Privately held CancerVax, whose officials declined to comment further on the financing, is running a pair of randomized, double-blind, placebo-controlled studies of the immunotherapy product. The studies include more than 50 sites worldwide for advanced-stage melanoma, an indication for which the product has received fast-track and orphan drug designations from the FDA. But the agency stopped the trials in spring 2002 when it called a halt to enrollment over concerns related to Canvaxin's production. Patients already receiving Canvaxin in the Phase III trials never discontinued treatment, and the company pointed out that the hold did not result from any clinical practice or safety concerns.

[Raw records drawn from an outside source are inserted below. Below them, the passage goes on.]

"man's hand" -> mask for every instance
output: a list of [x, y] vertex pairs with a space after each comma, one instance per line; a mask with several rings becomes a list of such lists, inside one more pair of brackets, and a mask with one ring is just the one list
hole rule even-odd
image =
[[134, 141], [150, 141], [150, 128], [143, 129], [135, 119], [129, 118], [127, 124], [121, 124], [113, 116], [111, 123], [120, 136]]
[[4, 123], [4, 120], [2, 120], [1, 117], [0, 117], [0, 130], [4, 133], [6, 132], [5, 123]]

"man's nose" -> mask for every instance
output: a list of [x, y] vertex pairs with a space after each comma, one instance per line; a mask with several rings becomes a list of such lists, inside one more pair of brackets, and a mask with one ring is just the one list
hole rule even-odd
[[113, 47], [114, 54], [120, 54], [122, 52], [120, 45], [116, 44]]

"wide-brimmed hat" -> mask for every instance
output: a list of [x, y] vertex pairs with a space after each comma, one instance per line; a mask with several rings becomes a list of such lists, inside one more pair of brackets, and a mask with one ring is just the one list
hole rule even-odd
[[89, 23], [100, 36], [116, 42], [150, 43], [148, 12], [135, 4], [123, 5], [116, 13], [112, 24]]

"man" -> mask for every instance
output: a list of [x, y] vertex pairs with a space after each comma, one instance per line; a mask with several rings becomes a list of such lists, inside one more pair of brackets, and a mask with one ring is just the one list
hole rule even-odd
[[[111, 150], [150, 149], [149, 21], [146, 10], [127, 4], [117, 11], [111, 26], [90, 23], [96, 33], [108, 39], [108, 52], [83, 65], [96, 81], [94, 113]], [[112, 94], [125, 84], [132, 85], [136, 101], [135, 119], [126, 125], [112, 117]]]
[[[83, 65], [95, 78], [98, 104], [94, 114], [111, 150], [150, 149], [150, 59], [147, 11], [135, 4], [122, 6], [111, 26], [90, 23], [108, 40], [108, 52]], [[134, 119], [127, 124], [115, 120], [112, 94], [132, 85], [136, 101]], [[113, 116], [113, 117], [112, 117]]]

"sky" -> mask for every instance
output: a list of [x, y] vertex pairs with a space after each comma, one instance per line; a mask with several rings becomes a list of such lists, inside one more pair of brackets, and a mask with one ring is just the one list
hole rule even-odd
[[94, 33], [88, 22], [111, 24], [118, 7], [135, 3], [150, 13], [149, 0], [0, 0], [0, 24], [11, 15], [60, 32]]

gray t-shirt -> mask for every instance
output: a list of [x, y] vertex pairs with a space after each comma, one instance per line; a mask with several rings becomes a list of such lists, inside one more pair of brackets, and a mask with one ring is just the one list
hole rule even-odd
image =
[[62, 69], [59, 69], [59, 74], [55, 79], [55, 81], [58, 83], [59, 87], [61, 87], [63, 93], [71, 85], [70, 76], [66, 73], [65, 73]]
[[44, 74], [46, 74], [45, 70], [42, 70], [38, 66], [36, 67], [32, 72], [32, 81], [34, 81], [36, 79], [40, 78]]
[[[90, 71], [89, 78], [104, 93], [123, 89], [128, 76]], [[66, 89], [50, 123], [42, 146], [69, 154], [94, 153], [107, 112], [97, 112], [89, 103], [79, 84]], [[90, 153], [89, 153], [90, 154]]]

About a year later, enrollment resumed after CancerVax supplied the necessary manufacturing-related information to the FDA. At the time, the company said it expected to complete enrollment next year in the 1,100-patient Stage III melanoma trial and the 660-patient Stage IV melanoma trial. The survival trials are expected to end late next year or early in 2005. (See BioWorld Today, April 16, 2003.)

Phase II data showed that Canvaxin produced a statistically significant increase in median overall survival rates in advanced-stage melanoma patients, compared to historical controls.

The product was developed from CancerVax's specific active immunotherapy technology, a platform based on human tumor cell lines that contain an array of antigens that have been shown to elicit an immune response in patients with certain solid-tumor cancers. The company said Canvaxin contains at least 38 known melanoma- and tumor-associated antigens. Its mechanism of action has not been established, but research indicates that the antigens expressed in the vaccine stimulate a body's immune system to produce cancer-fighting T cells and antibodies.

CancerVax eventually plans to market the product on its own in the U.S., while looking to partner its sales and marketing rights in Europe, Asia and elsewhere. The company also indicated that given discussions with regulatory authorities in Canada and Australia, it might seek approval for Canvaxin in those countries based on the Phase II data alone.

The company also plans to evaluate the product in a Phase II study of patients with late-stage colon cancer.

CancerVax also said it would use funds to expand programs using its immunotherapy technology, from which it is developing a research-stage lung cancer product. The company also plans to further its anti-angiogenesis technology platform, which it acquired through its purchase of Los Angeles-based Cell Matrix Inc. last year. The acquisition led to the development of preclincal human monoclonal antibodies that target various solid-tumor cancers. (See BioWorld Today, Jan. 10, 2002.)

CancerVax expects to outlicense the Cell Matrix technology in areas outside of cancer, a plan that has seen it license certain antibodies for ophthalmic indications to New York-based Eyetech Pharmaceuticals Inc.